Efron was born in St. Paul, Minnesota in May 1938, the son of Russian Jewish immigrants Esther and Miles Efron.[4] He attended the California Institute of Technology, graduating in Mathematics in 1960. He arrived at Stanford in fall of 1960, earning his Ph.D., under the direction of Rupert Miller and Herb Solomon, in the Department of Statistics. While at Stanford, he was suspended for a year for his involvement with the Stanford Chaparral's parody of Playboy magazine.[5][6]
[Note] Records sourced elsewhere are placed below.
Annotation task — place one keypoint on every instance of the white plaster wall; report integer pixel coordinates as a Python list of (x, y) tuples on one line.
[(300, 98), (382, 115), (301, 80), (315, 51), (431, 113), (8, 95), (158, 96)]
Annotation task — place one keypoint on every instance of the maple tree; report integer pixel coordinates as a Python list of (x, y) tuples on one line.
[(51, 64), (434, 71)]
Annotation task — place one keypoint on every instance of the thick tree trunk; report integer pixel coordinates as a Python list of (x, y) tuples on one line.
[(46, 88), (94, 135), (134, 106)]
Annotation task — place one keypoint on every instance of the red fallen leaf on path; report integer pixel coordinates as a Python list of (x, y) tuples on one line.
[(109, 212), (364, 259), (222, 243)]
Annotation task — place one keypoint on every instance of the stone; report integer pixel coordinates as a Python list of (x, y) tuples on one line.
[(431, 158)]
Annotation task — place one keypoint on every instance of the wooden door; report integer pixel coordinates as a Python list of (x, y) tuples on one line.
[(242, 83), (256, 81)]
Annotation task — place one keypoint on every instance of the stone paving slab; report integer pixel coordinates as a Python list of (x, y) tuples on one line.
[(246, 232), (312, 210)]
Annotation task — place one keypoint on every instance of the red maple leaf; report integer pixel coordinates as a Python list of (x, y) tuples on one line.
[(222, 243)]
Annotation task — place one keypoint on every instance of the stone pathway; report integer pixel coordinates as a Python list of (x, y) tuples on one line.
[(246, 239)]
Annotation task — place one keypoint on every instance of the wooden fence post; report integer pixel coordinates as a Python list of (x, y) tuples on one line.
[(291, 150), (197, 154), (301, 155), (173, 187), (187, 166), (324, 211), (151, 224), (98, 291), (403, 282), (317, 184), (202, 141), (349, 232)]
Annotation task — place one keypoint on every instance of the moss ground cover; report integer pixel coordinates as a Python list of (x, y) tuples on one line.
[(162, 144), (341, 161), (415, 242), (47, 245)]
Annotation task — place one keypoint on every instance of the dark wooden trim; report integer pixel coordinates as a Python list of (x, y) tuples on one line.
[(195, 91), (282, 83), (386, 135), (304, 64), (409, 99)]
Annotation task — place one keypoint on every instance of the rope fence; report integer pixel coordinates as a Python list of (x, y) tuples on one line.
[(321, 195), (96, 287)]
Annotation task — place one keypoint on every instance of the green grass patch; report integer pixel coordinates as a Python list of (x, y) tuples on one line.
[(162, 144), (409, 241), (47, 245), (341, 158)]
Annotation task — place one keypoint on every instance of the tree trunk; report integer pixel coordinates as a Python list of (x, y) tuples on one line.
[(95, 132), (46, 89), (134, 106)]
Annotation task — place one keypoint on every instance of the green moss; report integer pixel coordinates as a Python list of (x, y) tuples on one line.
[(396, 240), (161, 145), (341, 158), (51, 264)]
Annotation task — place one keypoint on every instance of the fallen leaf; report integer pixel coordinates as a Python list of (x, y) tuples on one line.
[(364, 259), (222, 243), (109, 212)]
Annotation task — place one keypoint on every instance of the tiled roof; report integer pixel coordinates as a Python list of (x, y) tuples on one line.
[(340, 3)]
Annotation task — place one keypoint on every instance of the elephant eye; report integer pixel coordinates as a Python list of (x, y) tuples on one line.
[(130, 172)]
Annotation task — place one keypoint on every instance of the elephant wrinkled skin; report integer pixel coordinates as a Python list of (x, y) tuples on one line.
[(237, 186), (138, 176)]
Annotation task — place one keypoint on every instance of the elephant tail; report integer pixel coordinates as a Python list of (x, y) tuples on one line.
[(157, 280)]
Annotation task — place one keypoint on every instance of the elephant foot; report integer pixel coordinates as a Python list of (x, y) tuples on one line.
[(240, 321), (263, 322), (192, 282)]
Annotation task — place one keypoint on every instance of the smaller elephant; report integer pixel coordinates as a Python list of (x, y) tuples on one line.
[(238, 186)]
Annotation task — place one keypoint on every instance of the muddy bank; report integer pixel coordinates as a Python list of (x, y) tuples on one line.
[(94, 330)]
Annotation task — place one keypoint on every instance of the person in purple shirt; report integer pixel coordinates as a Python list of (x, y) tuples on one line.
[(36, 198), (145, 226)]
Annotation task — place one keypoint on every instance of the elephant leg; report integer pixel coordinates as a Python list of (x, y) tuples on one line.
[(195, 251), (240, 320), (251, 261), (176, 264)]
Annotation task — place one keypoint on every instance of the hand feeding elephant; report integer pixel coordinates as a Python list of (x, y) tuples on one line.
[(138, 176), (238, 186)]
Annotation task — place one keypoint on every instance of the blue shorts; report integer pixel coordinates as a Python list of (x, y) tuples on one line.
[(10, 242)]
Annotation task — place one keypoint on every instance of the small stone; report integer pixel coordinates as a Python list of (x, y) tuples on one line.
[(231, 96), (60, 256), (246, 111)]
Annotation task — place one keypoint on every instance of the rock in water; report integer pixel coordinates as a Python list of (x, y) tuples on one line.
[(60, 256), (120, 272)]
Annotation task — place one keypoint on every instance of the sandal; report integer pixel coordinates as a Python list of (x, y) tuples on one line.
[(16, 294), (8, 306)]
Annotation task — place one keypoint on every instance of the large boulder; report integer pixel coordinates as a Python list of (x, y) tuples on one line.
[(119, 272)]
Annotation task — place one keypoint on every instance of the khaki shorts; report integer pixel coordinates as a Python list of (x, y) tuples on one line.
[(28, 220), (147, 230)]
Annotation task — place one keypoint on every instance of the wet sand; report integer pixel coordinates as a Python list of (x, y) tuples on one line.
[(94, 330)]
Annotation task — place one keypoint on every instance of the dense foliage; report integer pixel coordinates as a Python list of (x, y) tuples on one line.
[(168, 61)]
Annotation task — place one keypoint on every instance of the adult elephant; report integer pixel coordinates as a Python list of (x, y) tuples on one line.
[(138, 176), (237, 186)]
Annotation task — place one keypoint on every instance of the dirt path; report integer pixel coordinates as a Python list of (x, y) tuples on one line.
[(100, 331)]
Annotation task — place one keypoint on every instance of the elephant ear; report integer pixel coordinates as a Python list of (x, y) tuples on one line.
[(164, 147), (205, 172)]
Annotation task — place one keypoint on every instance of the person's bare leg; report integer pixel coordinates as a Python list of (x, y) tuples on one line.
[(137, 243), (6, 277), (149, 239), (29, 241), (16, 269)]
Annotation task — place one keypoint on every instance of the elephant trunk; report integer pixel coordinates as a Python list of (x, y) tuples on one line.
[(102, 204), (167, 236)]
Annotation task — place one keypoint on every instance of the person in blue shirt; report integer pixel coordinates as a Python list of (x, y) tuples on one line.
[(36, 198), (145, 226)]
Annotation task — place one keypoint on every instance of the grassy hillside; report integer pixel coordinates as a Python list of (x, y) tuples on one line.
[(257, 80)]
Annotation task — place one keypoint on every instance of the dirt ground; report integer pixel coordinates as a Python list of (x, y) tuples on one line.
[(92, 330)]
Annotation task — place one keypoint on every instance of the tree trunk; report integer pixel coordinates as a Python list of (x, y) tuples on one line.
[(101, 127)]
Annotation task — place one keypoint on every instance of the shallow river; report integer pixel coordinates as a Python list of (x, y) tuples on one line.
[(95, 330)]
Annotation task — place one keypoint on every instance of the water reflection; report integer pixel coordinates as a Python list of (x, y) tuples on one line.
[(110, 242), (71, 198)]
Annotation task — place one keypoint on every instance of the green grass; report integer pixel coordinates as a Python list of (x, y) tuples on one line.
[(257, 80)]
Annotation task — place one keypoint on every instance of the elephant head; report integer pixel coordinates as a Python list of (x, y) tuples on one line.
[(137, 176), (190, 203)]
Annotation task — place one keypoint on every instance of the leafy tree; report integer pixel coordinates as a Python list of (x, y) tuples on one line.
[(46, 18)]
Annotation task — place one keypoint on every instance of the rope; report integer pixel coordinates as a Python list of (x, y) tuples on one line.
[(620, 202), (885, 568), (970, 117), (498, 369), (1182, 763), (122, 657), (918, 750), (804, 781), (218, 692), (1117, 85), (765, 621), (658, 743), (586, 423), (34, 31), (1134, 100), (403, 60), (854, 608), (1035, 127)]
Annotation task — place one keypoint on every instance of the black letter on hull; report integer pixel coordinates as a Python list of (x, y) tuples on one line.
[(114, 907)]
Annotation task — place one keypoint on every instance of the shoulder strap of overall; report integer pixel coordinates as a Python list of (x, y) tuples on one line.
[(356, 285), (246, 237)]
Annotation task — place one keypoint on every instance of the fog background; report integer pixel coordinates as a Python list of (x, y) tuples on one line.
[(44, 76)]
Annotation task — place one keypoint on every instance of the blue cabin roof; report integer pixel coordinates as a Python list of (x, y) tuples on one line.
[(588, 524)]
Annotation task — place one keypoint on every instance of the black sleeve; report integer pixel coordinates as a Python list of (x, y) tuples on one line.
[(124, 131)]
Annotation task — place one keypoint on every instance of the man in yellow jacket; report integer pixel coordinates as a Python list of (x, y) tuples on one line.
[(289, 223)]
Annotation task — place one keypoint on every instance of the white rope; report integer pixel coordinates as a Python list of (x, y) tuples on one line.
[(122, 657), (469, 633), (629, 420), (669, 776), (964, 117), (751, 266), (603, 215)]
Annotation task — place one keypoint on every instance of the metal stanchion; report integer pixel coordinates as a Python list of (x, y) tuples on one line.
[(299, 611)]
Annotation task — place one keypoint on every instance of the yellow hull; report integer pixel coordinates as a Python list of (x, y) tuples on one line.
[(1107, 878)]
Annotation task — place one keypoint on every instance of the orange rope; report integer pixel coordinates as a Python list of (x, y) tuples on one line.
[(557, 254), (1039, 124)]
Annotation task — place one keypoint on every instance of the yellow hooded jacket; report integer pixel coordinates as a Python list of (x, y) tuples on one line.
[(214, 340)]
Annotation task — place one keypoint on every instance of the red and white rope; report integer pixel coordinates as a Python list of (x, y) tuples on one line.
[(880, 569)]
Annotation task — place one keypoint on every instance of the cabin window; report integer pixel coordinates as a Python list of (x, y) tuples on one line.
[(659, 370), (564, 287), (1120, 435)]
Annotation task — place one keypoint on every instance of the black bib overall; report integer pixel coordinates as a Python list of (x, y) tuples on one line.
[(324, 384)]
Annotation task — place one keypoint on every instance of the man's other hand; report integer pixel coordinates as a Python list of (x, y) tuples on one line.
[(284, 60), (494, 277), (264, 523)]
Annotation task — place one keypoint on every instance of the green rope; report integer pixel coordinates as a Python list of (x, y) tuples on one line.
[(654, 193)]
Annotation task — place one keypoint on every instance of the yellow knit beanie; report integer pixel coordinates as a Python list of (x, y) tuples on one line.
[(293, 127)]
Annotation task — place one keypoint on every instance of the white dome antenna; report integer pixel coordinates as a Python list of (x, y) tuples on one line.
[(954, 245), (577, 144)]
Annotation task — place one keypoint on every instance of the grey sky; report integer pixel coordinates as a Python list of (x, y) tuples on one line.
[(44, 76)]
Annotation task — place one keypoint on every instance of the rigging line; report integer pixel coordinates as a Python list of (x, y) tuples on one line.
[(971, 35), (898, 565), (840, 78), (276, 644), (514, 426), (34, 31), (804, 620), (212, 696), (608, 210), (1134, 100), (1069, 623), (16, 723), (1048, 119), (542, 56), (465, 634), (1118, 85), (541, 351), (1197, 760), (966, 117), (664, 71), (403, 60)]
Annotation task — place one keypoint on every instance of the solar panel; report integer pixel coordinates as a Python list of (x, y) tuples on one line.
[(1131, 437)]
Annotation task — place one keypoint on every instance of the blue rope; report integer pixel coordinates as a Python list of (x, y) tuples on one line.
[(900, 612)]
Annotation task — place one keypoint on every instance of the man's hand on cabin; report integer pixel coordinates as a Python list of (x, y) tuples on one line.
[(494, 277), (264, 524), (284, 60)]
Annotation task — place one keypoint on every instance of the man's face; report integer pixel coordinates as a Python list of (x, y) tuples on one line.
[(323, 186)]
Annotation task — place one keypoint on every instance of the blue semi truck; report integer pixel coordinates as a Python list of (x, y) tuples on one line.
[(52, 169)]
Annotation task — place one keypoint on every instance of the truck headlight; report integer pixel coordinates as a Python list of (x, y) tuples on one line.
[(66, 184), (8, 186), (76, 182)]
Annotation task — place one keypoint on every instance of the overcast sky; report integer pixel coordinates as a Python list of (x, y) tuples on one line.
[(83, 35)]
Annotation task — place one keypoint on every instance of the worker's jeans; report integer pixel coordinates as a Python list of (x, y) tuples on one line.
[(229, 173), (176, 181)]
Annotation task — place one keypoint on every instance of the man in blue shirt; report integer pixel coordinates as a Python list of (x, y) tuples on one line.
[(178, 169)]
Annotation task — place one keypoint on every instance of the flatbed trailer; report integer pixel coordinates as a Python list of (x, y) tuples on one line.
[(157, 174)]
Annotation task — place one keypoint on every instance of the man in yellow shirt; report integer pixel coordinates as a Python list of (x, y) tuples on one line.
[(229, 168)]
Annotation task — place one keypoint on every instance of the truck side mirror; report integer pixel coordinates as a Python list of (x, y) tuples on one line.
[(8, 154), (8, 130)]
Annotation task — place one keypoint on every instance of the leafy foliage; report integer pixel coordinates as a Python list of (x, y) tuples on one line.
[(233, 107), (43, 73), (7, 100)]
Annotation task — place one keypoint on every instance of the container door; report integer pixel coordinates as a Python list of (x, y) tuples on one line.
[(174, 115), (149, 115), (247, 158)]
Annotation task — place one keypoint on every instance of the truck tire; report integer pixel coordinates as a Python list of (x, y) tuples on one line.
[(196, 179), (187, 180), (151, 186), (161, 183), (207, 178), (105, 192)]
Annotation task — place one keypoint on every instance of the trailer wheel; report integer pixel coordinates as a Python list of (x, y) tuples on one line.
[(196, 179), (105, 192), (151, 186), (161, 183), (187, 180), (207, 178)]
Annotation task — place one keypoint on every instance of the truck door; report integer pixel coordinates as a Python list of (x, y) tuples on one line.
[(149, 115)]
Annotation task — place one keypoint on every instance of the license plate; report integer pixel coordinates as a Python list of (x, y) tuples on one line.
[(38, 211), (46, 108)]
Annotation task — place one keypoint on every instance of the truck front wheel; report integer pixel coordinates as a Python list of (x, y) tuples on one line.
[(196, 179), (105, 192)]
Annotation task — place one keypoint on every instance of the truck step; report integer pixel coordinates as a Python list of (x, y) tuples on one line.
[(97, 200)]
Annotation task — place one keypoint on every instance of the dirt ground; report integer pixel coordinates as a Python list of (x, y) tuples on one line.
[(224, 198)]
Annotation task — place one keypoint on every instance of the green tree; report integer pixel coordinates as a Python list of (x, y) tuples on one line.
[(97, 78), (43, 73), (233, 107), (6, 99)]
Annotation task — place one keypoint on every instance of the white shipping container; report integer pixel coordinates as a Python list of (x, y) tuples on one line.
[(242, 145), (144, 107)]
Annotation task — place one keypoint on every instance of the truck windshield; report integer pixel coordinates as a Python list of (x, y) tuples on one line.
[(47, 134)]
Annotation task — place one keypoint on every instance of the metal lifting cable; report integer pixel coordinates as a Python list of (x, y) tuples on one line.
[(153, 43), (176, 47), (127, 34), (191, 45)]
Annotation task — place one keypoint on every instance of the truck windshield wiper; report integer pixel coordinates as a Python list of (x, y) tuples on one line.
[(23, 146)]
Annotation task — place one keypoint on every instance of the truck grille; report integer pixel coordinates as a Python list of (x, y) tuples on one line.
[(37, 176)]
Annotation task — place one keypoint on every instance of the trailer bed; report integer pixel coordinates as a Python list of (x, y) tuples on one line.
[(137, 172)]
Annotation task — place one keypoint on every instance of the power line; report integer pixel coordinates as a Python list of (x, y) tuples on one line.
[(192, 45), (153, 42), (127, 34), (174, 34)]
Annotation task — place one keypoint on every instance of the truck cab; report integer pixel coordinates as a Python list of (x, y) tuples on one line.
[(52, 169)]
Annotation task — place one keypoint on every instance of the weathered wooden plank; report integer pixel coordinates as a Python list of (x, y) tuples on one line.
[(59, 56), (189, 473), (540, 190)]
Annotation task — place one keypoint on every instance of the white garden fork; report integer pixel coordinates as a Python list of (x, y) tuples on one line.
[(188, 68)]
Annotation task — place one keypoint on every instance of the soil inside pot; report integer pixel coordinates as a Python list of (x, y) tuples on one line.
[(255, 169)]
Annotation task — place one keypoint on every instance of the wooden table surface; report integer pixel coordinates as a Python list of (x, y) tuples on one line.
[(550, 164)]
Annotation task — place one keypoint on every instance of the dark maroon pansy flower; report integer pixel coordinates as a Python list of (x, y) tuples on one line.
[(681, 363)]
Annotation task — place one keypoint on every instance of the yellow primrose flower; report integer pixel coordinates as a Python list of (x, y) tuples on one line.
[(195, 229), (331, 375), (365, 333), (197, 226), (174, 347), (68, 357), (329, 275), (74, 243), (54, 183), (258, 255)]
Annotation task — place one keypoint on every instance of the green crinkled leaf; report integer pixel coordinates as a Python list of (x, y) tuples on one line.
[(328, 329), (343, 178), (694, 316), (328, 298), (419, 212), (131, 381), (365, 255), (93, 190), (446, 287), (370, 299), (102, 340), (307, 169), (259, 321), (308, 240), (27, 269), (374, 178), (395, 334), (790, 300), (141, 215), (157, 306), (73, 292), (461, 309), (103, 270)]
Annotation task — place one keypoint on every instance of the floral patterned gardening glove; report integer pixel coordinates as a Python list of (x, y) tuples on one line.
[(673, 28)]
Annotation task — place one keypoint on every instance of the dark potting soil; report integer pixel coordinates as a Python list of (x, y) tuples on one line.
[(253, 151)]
He is currently a Professor of Statistics and Biostatistics at Stanford. At Stanford he has been the Chair of the Department of Statistics, Associate Dean of the School of Humanities and Sciences, Chairman of the University Advisory Board, Chair of the Faculty Senate and Co-director of the undergraduate-level Mathematical & Computational Science Program.

Efron holds the Max H. Stein endowed chair as Professor of Humanities and Sciences at Stanford.

He has made many important contributions to many areas of statistics. Efron's work has spanned both theoretical and applied topics, including empirical Bayes analysis (with Carl Morris), applications of differential geometry to statistical inference, the analysis of survival data, and inference for microarray gene expression data.[7] He is the author of a classic monograph, The Jackknife, the Bootstrap and Other Resampling Plans (1982) and has also co-authored (with R. Tibshirani) the text An Introduction to the Bootstrap (1994).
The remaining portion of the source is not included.